Reddit user u/MysteriousR551 planned to come out to their father over the holidays, as they wrote in a recent post ominously titled “Accidentally outed myself to homophobic aunt on Thanksgiving.”
Yes, turns out it’s challenging to have a private coming-out moment “when there’s 15 people in one house for the holiday,” as u/MysteriousR551 wrote. And their post-dinner chat with their father turned out to be a conversation with their brother and aunt, as well. (u/MysteriousR551 hasn’t specified their pronouns in their Reddit bio, so we’re defaulting to gender-neutral pronouns to be safe.)
“My aunt has made homophobic/transphobic comments in the past, so obviously, I didn’t want her to know that I’m gay,” u/MysteriousR551 added. “She asked me if I had a boyfriend and I said no.
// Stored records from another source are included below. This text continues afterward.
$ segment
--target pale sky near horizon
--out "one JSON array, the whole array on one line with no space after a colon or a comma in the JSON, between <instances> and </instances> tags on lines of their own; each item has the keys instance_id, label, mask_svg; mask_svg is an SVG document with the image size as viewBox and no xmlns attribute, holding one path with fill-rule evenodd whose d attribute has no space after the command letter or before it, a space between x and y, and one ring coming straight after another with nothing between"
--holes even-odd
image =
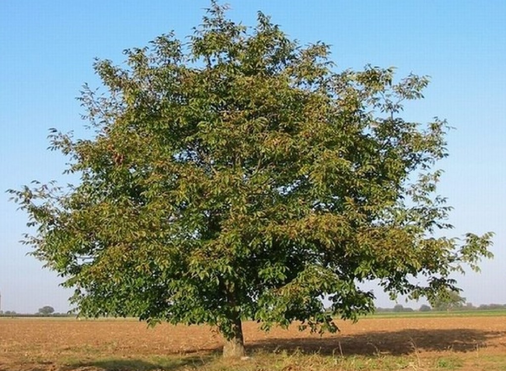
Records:
<instances>
[{"instance_id":1,"label":"pale sky near horizon","mask_svg":"<svg viewBox=\"0 0 506 371\"><path fill-rule=\"evenodd\" d=\"M431 76L426 99L407 107L408 119L435 116L455 127L438 193L454 208L449 236L495 232L495 258L480 274L456 277L475 305L506 304L506 2L228 0L230 16L255 24L260 10L303 44L332 46L339 69L395 66ZM70 292L19 240L26 216L8 201L8 188L61 175L66 159L47 150L50 128L84 133L75 99L83 83L100 86L94 58L123 60L174 30L179 38L198 25L205 0L0 2L0 293L2 309L68 310ZM371 287L372 287L371 286ZM377 304L392 306L376 289ZM401 304L404 304L401 302ZM411 304L417 307L419 304Z\"/></svg>"}]
</instances>

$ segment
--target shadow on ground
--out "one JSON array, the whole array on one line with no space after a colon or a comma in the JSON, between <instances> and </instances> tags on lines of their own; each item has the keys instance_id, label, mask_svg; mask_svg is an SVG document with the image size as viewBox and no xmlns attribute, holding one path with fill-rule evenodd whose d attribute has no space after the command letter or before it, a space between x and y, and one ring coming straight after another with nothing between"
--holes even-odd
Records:
<instances>
[{"instance_id":1,"label":"shadow on ground","mask_svg":"<svg viewBox=\"0 0 506 371\"><path fill-rule=\"evenodd\" d=\"M206 363L210 358L210 354L202 355L176 355L172 356L159 357L149 360L136 359L110 358L73 364L66 368L71 370L104 370L105 371L151 371L164 370L176 371L188 366L201 366Z\"/></svg>"},{"instance_id":2,"label":"shadow on ground","mask_svg":"<svg viewBox=\"0 0 506 371\"><path fill-rule=\"evenodd\" d=\"M249 345L249 350L288 352L297 350L305 353L343 355L409 354L416 351L470 352L486 346L487 342L504 336L500 332L469 329L403 329L374 332L330 338L268 338Z\"/></svg>"}]
</instances>

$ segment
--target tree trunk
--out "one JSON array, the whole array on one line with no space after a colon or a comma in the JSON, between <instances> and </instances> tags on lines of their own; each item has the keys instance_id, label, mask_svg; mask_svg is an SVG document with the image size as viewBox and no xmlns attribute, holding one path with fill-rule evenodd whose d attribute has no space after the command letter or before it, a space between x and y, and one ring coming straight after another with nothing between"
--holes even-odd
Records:
<instances>
[{"instance_id":1,"label":"tree trunk","mask_svg":"<svg viewBox=\"0 0 506 371\"><path fill-rule=\"evenodd\" d=\"M234 321L232 334L225 338L223 346L223 358L240 358L244 356L244 340L242 337L242 323L238 318Z\"/></svg>"}]
</instances>

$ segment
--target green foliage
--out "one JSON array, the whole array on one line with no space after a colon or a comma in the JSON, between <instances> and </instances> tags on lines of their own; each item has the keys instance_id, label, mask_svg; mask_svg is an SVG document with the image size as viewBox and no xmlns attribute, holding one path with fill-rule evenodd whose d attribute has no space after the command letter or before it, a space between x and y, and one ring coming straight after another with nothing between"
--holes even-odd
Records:
<instances>
[{"instance_id":1,"label":"green foliage","mask_svg":"<svg viewBox=\"0 0 506 371\"><path fill-rule=\"evenodd\" d=\"M427 304L423 304L420 306L420 308L418 309L420 312L430 312L432 310L432 308L431 308L431 306L427 305Z\"/></svg>"},{"instance_id":2,"label":"green foliage","mask_svg":"<svg viewBox=\"0 0 506 371\"><path fill-rule=\"evenodd\" d=\"M466 303L466 298L461 297L459 292L456 290L442 290L431 300L431 305L434 310L462 309Z\"/></svg>"},{"instance_id":3,"label":"green foliage","mask_svg":"<svg viewBox=\"0 0 506 371\"><path fill-rule=\"evenodd\" d=\"M39 308L38 312L37 314L43 314L44 315L48 315L49 314L52 314L55 312L54 308L53 307L51 307L49 305L46 305L43 307L42 308Z\"/></svg>"},{"instance_id":4,"label":"green foliage","mask_svg":"<svg viewBox=\"0 0 506 371\"><path fill-rule=\"evenodd\" d=\"M428 78L335 72L328 46L258 19L213 3L188 43L162 35L125 65L98 60L105 91L80 98L90 138L50 135L80 183L10 191L33 255L82 314L207 323L227 339L238 319L335 331L331 314L373 309L361 282L430 298L491 256L491 233L433 234L451 228L435 193L448 126L400 116Z\"/></svg>"}]
</instances>

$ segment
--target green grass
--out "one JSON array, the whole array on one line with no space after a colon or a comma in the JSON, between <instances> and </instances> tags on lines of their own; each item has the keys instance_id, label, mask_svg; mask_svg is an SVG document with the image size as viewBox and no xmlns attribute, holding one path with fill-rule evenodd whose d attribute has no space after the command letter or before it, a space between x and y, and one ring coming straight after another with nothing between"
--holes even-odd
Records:
<instances>
[{"instance_id":1,"label":"green grass","mask_svg":"<svg viewBox=\"0 0 506 371\"><path fill-rule=\"evenodd\" d=\"M506 354L475 356L448 353L428 357L416 354L393 356L256 351L245 360L225 360L219 353L208 355L171 355L142 359L103 358L79 361L68 359L67 367L98 368L104 371L419 371L506 370Z\"/></svg>"}]
</instances>

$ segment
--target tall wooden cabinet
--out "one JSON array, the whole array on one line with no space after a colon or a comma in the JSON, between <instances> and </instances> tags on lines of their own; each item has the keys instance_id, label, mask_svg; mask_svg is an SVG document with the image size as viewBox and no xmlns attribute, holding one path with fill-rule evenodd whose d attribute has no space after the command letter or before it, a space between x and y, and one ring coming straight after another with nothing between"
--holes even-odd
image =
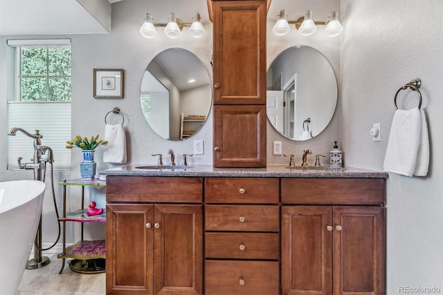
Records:
<instances>
[{"instance_id":1,"label":"tall wooden cabinet","mask_svg":"<svg viewBox=\"0 0 443 295\"><path fill-rule=\"evenodd\" d=\"M203 294L201 179L107 182L107 294Z\"/></svg>"},{"instance_id":2,"label":"tall wooden cabinet","mask_svg":"<svg viewBox=\"0 0 443 295\"><path fill-rule=\"evenodd\" d=\"M213 0L214 166L266 166L266 0Z\"/></svg>"}]
</instances>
She kept going on and on about how a girl my age should have a boyfriend and that I should be thinking about marriage and kids.”
u/MysteriousR551 had heard such comments before from this aunt, but this particular remark put them “over the edge.” And then…
I snapped and said something like, ‘Trust me when I say that I will never have a boyfriend. Not that it matters to you, but I’m gay!’ Complete silence for the longest time. Then my dad said, ‘I’m not surprised. I’ve suspected for quite a while. I’ve been waiting for you to tell me when you were ready. I don’t care if you like girls or boys or whoever, as long as you’re happy.’ At this point, me and my aunt are visibly in tears. She hugged me and said she was sorry for everything. That if she had known, she wouldn’t have made so many horrible comments.
u/MysteriousR551 said that they had a “long discussion” with their father and aunt, while their brother stayed oddly silent for the next few hours. “I tried to ask him what was up earlier this morning, but I couldn’t get any answer beyond ‘I’m sorry’ and ‘I’m so happy for you.’ Based on that and my previous suspicions over the last couple of years, I have a feeling that my brother will have his own coming-out experience someday. Either way, I will still love him, and I’m so proud of myself for coming out, even though it was an accident.”
Good gravy, did that Thanksgiving story end well! We’re still a little salty about the aunt—it shouldn’t take a relative’s coming-out to make one regret homophobic and transphobic comments—but let’s just hope she has lived and learned.